From the Guidelines
To calculate a Visual Analog Scale (VAS) score, measure the distance in millimeters from the left anchor of the scale to the mark drawn by the participant, with scores ranging from 0 to 100 or 0 to 10, as described in the study by 1. The VAS is a simple and effective tool for assessing pain intensity, with higher scores corresponding to higher pain intensity.
- The score is calculated as the measured distance in millimeters between the left anchor of the scale and the mark drawn by the participant.
- The VAS takes under 1 minute to complete, and its validity has been established in various studies, including one that found evidence of moderate-convergent validity, adequate discriminant validity with fatigue ratings, and adequate concurrent validity with pain catastrophizing ratings 1. Some key points to consider when using the VAS include:
- Score interpretation, where higher scores correspond with higher pain intensity, with typical interpretations being 10 to 30 as mild pain, 40 to 60 as moderate pain, and 70 to 100 as severe pain 1.
- The minimally important difference of the VAS is 10 to 12 mm, as reported in the study by 1.
- The VAS requires low burden for in-person assessments and can be easily administered with minimal training, which typically takes less than 1 minute 1.
From the Research
Calculating VAS Score
To calculate the Visual Analog Scale (VAS) score, the following steps can be taken:
- The VAS is a continuous scale composed of a horizontal or vertical line, usually 10 cm in length, with two extremes of pain, namely "no pain" and "worst pain" 2.
- Patients mark a point on the line that corresponds to their current level of pain.

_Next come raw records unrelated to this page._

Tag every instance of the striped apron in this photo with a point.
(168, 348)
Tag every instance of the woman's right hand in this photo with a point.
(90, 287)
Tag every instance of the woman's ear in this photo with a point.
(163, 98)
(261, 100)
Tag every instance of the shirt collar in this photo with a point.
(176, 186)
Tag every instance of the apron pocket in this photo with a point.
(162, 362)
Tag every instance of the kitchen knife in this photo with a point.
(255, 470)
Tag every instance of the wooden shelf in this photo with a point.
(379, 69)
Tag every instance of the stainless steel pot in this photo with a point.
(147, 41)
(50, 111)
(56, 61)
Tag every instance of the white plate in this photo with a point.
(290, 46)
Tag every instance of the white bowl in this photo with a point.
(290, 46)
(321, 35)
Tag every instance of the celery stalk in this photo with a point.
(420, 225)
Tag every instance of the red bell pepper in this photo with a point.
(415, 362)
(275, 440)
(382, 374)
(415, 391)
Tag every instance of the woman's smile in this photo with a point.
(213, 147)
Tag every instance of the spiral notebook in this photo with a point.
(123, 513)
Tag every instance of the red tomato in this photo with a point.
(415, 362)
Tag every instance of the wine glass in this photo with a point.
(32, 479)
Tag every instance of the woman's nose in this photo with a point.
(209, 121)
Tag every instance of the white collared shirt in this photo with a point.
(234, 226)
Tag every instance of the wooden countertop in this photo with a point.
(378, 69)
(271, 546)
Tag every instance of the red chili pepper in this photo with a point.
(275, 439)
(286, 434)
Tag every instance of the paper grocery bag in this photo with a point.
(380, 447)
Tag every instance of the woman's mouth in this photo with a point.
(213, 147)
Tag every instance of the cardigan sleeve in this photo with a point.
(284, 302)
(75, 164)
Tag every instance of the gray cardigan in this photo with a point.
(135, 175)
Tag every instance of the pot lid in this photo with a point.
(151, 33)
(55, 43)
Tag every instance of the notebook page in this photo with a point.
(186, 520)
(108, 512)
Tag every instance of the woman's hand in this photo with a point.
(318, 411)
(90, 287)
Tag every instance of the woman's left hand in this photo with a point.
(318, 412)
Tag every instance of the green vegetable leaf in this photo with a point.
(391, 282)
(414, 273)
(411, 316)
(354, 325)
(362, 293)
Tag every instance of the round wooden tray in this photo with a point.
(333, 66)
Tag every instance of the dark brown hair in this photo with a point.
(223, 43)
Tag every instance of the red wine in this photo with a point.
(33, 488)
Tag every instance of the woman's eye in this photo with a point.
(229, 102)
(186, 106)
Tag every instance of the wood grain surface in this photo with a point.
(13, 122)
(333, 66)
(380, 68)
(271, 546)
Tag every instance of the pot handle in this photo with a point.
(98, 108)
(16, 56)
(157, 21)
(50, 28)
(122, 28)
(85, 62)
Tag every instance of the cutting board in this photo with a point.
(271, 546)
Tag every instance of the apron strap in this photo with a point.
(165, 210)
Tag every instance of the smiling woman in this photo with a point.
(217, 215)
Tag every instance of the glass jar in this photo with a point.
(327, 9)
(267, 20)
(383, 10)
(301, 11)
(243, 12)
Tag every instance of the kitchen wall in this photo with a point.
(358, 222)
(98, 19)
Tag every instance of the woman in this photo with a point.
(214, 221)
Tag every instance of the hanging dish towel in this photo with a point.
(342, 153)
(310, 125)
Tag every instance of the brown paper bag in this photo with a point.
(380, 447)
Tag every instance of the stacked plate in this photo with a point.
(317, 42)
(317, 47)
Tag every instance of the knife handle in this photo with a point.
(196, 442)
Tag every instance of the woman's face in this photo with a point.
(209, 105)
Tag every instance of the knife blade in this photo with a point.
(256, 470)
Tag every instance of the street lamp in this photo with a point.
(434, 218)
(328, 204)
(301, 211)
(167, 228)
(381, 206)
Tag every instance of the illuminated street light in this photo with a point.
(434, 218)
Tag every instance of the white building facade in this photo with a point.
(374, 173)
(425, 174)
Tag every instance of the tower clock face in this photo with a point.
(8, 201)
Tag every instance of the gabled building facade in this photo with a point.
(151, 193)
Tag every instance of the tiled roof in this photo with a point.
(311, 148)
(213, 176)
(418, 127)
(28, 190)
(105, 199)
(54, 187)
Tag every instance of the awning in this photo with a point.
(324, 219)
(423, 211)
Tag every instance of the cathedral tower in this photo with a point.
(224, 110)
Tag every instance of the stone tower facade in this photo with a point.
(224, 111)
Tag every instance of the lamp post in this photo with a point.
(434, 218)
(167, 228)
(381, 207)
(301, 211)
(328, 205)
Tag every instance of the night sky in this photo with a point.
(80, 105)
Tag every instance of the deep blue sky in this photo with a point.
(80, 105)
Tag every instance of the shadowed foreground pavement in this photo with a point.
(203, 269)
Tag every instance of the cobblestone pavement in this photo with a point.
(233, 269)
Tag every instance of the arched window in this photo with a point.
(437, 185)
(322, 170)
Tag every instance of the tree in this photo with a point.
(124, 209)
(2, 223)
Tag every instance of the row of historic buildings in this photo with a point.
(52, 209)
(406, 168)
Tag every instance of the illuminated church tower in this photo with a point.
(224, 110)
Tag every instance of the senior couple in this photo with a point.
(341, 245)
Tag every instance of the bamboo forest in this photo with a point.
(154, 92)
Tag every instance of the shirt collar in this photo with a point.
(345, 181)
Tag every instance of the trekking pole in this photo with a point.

- The VAS score is then calculated by measuring the distance from the "no pain" end to the point marked by the patient.
Interpreting VAS Scores
The interpretation of VAS scores can be done using the following categories:
- No pain: 0-2 mm
- Mild pain: 2-17 mm
- Moderate pain: 17-47 mm
- Severe pain: 47-77 mm
- Very severe pain: 77-96 mm
- Most severe pain imaginable: 96-100 mm 2
Analyzing VAS Scores
When analyzing VAS scores, it is essential to consider the level of measurement, which can be either ratio or ordinal 3, 4.
- If the VAS score is considered ratio data, parametric statistical methods can be used.
- If the VAS score is considered ordinal data, non-parametric statistical methods, such as continuous ordinal regression, should be used 4.
- Distribution-free methods, such as the Wilcoxon or Mann-Whitney test, can also be used to analyze VAS scores, especially when there are no covariates besides treatment group 4.
Clinical Relevance
The VAS score has been shown to be a reliable and valid measure of pain intensity in various clinical settings, including headache and acute mountain sickness 2, 5.
- The VAS score can be used to evaluate the effectiveness of treatments and to monitor changes in pain intensity over time.
- The minimal clinically important difference in VAS scores has been estimated to be around 1.4 cm, which can be used to determine the clinical significance of changes in VAS scores 6.